Rowan started on this new path about a year and a half ago, and hasn’t looked back. Most recently, he’s endeavored into newer territory, the art of plein air painting. Plein air painting stems from the French term, en plein air, which translates to “in the open air.” Having its roots in French Impressionism, the original practice of plein air painting drew upon a desire to depict natural light as it transforms a setting, a feat made possible with the convenience of easily transportable box paints.
He cites inspiration from painters like Scott Christensen, Clyde Aspevig, and Edgar Alwin Pain.
“Edgar Pain,” he shares, “he was a guy that would go hike up in the mountains and paint, you know, big paintings…I’m trying to kind of emulate that sort of style and lifestyle where I’ll throw all of my plein air gear in a backpack, go hike up to an alpine lake and paint it and then take that stuff and use that plein air painting as maybe a study to do a bigger studio piece, but [it will] have that plein air feel…”
Of his enjoyment for employing this painting style, Rowan explains, “It makes for more of a spontaneous style of painting, depending on location, whereas in the studio I tend to get a little too tight…that’s why I started doing plein air painting on location…three years ago might have been my first [attempt at] plein air painting. I actually did it here on the other side of the lake…my first plein air painting was in Chelan, now all this is kind of coming full circle here…I’m passionate about the landscape over here.”
He and his own family do not live here, but they do have family in the area that they spend as much time with as possible. This connection has lent Rowan the opportunity to become more familiar and enchanted with the local scenery, and inspired to focus much of his attention here. Over the summer while visiting, he posted pieces on social media that garnered sudden community attention and interest. At this point, his pieces are selling quickly, and he’s now being offered more consistent live-painting and showing opportunities in the valley. Fielding Hills Winery recently hosted Rowan on Saturday, Oct. 7 to help raise funds for District 7 Fire and Rescue which was an immense success, the event raising over a startling $3,000.
Rowan is largely self-taught, having not studied art formally post-high school.

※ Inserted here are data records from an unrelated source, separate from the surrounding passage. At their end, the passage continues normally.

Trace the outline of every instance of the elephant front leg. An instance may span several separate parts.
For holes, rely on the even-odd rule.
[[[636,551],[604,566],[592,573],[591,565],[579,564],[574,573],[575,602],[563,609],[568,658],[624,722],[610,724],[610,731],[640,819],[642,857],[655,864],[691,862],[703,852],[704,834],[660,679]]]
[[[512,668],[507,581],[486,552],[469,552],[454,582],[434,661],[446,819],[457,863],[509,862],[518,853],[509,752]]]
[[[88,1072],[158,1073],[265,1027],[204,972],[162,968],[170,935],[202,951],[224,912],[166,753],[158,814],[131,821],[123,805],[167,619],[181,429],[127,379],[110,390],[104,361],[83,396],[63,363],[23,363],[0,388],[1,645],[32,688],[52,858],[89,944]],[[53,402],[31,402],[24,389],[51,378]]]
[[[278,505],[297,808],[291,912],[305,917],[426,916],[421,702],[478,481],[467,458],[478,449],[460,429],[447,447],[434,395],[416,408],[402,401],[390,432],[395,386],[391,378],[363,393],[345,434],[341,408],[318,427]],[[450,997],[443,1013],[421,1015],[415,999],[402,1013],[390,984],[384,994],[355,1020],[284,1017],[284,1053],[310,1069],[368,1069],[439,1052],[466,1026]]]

Around 2012 he decided to pick painting back up more seriously, endeavoring first into primarily still-life work. He mentions painting a lot of pictures of bottles for a time, his work once often decorating wineries, though he eventually grew to desire opportunities to depict more vibrant subjects. At this point, when not working on location, he paints almost exclusively in his studio, focusing on landscapes and wildlife.
He works primarily in oil paint, a medium which typically requires immense patience and dedication, one small brushstroke having the capacity to dramatically alter a piece. In this way oil paint is also very forgiving in its malleability. That said, it dries very slowly, sometimes requiring an artist to wait for extended periods of time before being able to add more detail. Working in this medium is maybe not for the faint of heart.

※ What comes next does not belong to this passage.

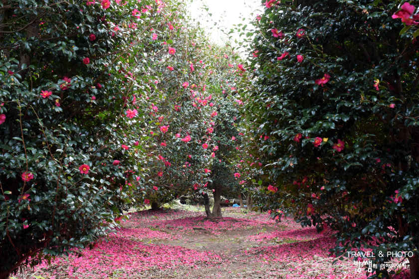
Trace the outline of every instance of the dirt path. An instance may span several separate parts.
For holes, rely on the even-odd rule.
[[[224,208],[223,218],[212,222],[196,212],[203,209],[193,209],[133,212],[82,257],[58,258],[17,278],[365,278],[349,261],[332,264],[331,237],[290,219],[276,224],[266,213]]]

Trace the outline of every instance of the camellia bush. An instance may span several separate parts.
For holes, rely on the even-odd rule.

For all of this, oil paint lends itself very well to Rowan’s work in the studio, where he is enabled to spend extensive time working on each painting. He often has at least forty hours in each of his studio pieces. That intensive amount of time spent on a piece does not deter him from working on many things simultaneously, however, and clearly he is passionate about consistently getting outside of his studio as well to work en plein air.
“A lot of times I’ll have different projects going on at the same time. I might get a little bit burned out on one, go on to another one, or I’ll have a really big painting going and I don’t want to paint big so I do a small little study. Sometimes, I’ve got a run of small ones and I’m thinking I want to paint big… I’ll have a commission going and then I’ll have just my stuff that I’ll want to paint at the same time, kind of go back and forth between the two…”

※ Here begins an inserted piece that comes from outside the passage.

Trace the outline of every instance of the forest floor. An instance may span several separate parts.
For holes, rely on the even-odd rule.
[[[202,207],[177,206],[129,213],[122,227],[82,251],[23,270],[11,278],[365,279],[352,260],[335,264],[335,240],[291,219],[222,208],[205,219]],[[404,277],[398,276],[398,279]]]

At some point Rowan and his wife hope to move to the Chelan Valley permanently, potentially after their children are grown. That said, they visit as often as possible, and have interest in maybe owning a gallery one day. In the meantime, Rowan plans to continue toward his dream of painting as much as he can for a living. Clearly immensely passionate about his work, he is unwavering in his dedication, and about what the act of painting brings to his life.
“Art is not a stable business,” he said, “but it’s still fun, it’s still the dream.”